18ct yellow gold is a stronger colour than 9ct, although older rings can sometimes be less of an obvious match for one or the other.


Rose gold is probably the colour which is most similar between the two carat versions. The 18ct is a bit richer, with a yellow tone in certain lights, which is the higher gold content showing through. Rose gold can be more variable between different brands however, so if your ring is from outside the UK in particular it’s worth checking that the gold will be a good colour match.

White gold is a bit more complicated. Generally in the UK both 9ct and 18ct are sold plated in rhodium which is a bright white, more similar to sterling silver but really cold. Underneath the plating 9ct white is mostly made up from silver and gold, so is a soft warm white. 18ct is generally mixed with palladium so is darker and more steely, like platinum but with a brownish tinge in some lights.

My advice with white gold is that if you are matching a plated ring do make sure that you go for the same carat if possible, so that the rings will continue to match if you decide not to keep plating them. If you aren’t matching a plated ring, go for the colour you prefer without the plate as if you don’t have your rings plated you won’t have the ongoing maintenance.

Sterling Silver

Sterling silver is sometimes described as too soft for wedding jewellery. It is the softest of the precious metals, so I probably wouldn’t recommend having a very delicate piece in silver unless you are willing to replace your wedding jewellery at some point in the future. Chunkier pieces generally aren’t a problem.

Silver does pick up a patina of scratches and dents over time, but a lot of people quite like this soft look so it’s only a negative if you don’t.

Silver does naturally tarnish if left in the air, if untouched it will eventually turn quite black. This generally isn’t a problem if you are going to wear a piece every day as the contact with your skin will keep the ring clean. Sometimes people seem to expect silver to go black eventually regardless of how much it is worn, I think this confusion possibly comes from plated pieces which are going to lose their silver at some point and this can look like tarnish.

Platinum and Palladium

Platinum and Palladium are two very similar metals, they are the hardest of the precious metals generally worn for wedding jewellery and don’t naturally tarnish.

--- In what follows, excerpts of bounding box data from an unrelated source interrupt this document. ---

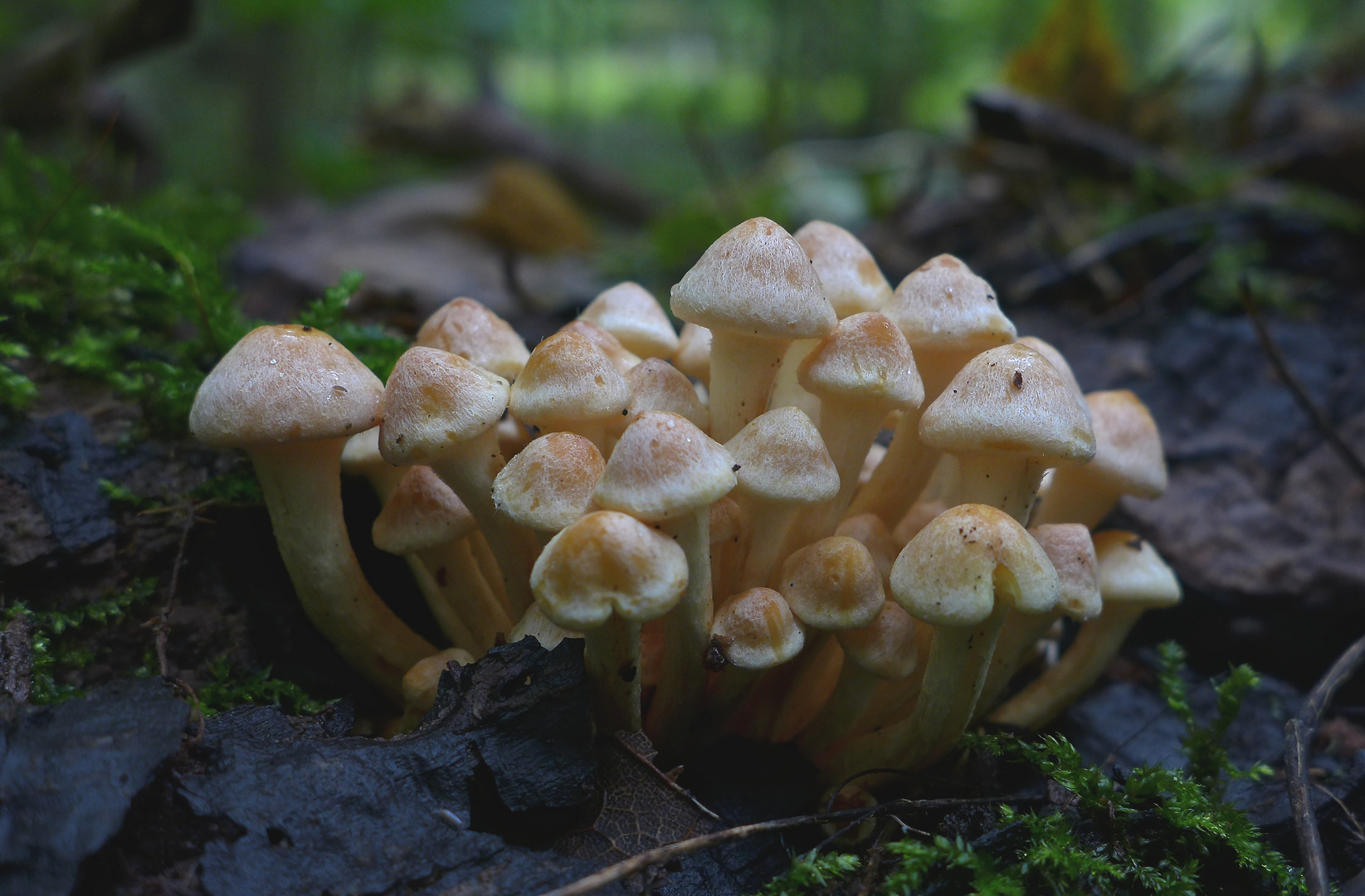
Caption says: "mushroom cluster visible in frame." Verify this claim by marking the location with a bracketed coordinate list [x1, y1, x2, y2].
[190, 218, 1181, 780]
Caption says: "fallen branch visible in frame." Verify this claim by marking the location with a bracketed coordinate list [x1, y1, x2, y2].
[1283, 632, 1365, 896]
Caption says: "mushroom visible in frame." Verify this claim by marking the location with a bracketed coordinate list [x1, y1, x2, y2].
[493, 432, 606, 544]
[991, 530, 1181, 729]
[976, 523, 1102, 718]
[531, 510, 688, 731]
[670, 218, 836, 442]
[849, 255, 1016, 527]
[592, 411, 734, 747]
[770, 534, 886, 743]
[920, 343, 1094, 523]
[370, 466, 512, 657]
[379, 347, 536, 618]
[510, 331, 631, 450]
[724, 408, 840, 591]
[412, 299, 531, 382]
[796, 600, 919, 760]
[398, 648, 474, 733]
[190, 324, 436, 704]
[1035, 388, 1166, 529]
[830, 504, 1060, 779]
[580, 281, 679, 358]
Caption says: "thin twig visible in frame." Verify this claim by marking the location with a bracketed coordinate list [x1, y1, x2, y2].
[1241, 283, 1365, 481]
[532, 796, 1028, 896]
[1283, 632, 1365, 896]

Platinum is better known than palladium as it has been used for much longer, it is the most expensive option for wedding jewellery partly due to the fact it is very dense which makes the pieces very heavy.

Platinum is often sold as the best option for wedding jewellery as it is so tough, but it can scratch and dulls more easily than gold.

Palladium is quite a recent addition to the jewellery market. It is really similar in appearance to platinum but less heavy so tends to be more affordable. Similarly to platinum it is a very resilient metal so good for more delicate pieces, but it doesn’t have the natural brilliance of gold.

All precious metals are reasonably delicate, so if you have an active job or something that is quite manual it can be difficult to decide what the best option is. Platinum is the toughest metal but it is also hugely expensive, and it can still be damaged by steel tools and scratch quite easily. Palladium similarly is tough but can be brittle. Sometimes a better option is to go for a less expensive silver ring which you don’t need to worry about so much, or in some cases I have supplied an extra silver ring for work wear. Of course most things that will damage your ring will do more damage to your fingers, so most people won’t have a problem with this, as long as you don’t pick a design which sits very high or is likely to catch easily.